Warning: link autoplays something…
That was last year!
I’m part way into season 2.
Will do! Although I need to wait until my wife is out of the house. I expect she will mock it mercilessly if she is around.
Season 3 is not very good.
The Season 2 finale is shocking but also a good place to stop.
Good to know. Thank you.
I could also recommend the first season of Max Headroom, if you’re into that kind of thing.
I wouldn’t mind seeing a competently done Eugenics Wars miniseries retconned into the 21st century.
Since I’m pretty sure CBS’s streaming thingamahoo isn’t available for us up here in Canada, I look forward to pirating this.
You’d think you could have reasonable faith that CBS, a large media distribution company, would find some way to deliver this to audiences all around the world who will want to see it. At the very least you kind of wish you could have confidence that they’ll get it to Canada.
Instead it’s like 50/50, because “huge corporation” and “an even vague appearance of competence” are wholly unrelated.
I’m guessing if it gets up here at all, it’ll end up on Shomi or CraveTV. Neither of which I intend to pay for, because they are both ridiculous. It’d be great if it ended up on Netflix up here for first run viewing, but I doubt it immensely (as CBS has stronger ties to the big TV providers here, which is why I’m guessing one of the first two is where it’ll end up).
I watched it back when it was new.

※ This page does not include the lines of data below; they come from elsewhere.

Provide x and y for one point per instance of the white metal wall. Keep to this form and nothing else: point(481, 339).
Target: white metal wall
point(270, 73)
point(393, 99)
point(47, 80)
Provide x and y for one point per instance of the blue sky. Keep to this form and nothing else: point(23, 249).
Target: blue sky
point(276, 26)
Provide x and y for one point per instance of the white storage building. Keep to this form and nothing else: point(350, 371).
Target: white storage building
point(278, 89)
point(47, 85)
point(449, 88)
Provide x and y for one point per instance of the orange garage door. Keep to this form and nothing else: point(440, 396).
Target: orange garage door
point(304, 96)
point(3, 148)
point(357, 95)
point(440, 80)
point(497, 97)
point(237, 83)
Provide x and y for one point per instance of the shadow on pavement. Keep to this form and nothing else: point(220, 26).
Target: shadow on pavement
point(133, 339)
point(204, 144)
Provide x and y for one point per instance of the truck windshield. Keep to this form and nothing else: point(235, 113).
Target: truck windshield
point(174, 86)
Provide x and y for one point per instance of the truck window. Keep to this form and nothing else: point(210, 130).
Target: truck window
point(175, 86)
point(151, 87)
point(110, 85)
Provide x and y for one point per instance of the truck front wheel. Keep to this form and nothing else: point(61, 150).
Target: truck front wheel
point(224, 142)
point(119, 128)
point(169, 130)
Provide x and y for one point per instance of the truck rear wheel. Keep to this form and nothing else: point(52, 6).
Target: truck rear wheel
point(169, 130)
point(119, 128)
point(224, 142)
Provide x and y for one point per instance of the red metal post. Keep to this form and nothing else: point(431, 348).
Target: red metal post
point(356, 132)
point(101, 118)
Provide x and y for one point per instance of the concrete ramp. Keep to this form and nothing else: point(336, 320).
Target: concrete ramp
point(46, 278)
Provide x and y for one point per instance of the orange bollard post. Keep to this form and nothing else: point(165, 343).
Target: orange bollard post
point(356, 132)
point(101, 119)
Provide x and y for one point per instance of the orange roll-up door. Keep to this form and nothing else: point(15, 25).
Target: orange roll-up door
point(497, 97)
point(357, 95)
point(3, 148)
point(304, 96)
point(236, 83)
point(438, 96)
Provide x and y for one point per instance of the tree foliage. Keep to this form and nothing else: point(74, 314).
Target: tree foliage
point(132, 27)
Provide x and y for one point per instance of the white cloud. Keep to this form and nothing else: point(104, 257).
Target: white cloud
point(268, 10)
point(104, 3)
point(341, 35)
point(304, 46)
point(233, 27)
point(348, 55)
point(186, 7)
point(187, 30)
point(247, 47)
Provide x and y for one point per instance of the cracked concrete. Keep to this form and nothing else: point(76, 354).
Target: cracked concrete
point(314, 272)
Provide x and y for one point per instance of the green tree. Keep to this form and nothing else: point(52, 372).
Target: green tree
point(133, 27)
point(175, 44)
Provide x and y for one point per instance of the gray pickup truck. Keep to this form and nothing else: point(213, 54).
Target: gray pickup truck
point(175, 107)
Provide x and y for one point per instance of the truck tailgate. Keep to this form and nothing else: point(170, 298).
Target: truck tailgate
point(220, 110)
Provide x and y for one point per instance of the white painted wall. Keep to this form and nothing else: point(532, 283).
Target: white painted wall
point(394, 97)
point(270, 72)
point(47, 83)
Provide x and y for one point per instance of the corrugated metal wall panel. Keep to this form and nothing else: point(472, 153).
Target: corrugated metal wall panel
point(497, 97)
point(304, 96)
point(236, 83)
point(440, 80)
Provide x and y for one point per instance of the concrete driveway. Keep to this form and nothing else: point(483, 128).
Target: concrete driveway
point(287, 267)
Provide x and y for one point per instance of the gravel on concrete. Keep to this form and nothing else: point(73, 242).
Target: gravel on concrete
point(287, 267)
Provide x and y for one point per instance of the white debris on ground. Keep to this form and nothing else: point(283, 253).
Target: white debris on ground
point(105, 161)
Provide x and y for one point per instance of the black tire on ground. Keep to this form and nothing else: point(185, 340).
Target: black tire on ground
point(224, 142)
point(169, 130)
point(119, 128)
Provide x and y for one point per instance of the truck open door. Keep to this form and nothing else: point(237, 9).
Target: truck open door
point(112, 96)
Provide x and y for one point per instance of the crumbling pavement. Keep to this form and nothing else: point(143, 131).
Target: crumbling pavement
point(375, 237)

Might be fun to re-watch.
I think the the third season is the best one.
The most jarring part is that the rest of the incidental music was standard TNG/DS9/Voyager stuff, and didn’t mesh well with the feeling they were trying to create. Music does play a huge role, so rehashing old music it made Enterprise feel like it was set in the same era subconsciously. There was no effort made to integrate the new style of theme music with the rest of the show’s soundtrack.
YUS!
Mother fuckers.
Don’t forget the O’Brien-Basheer frienemy dynamic! Or Garak’s ambiguous charm! TNG was great, but DS-9 had heart.
I’d like to see a series that revisits the locations of TOS episodes and shows how badly (usually) things went for the inhabitants of the various planets after Kirk and company blasted through their lives and “fixed” everything for them.
Either that or give the Space Hippies their own series. Just ignore the ending of the show, like Disney does in all their spinoff material. (“The Ending Never Happened!”*)
( * Not my observation, but I can’t recall which member of APATOONS stated it.)
I don’t think the most jarring part was how the opening theme meshed with the rest of the show, so much as it was the fact that the opening theme triggered a kind of existential horror. We carry out this great grey ritual of existence suspended by thin threads above an uncaring void, frantically hoping that the strings won’t fray so we can dangle there longer. But we hear that song and we know there cannot possibly be any meaning, any hope. It is realization that the entirety of the work of mankind, all of our apparent industry and goodness, can not stop terrible things from happening. If there was a god in the heavens or a purpose in our miserable puppetshow existence then we would never have heard that song escaping from the maw of our televisions.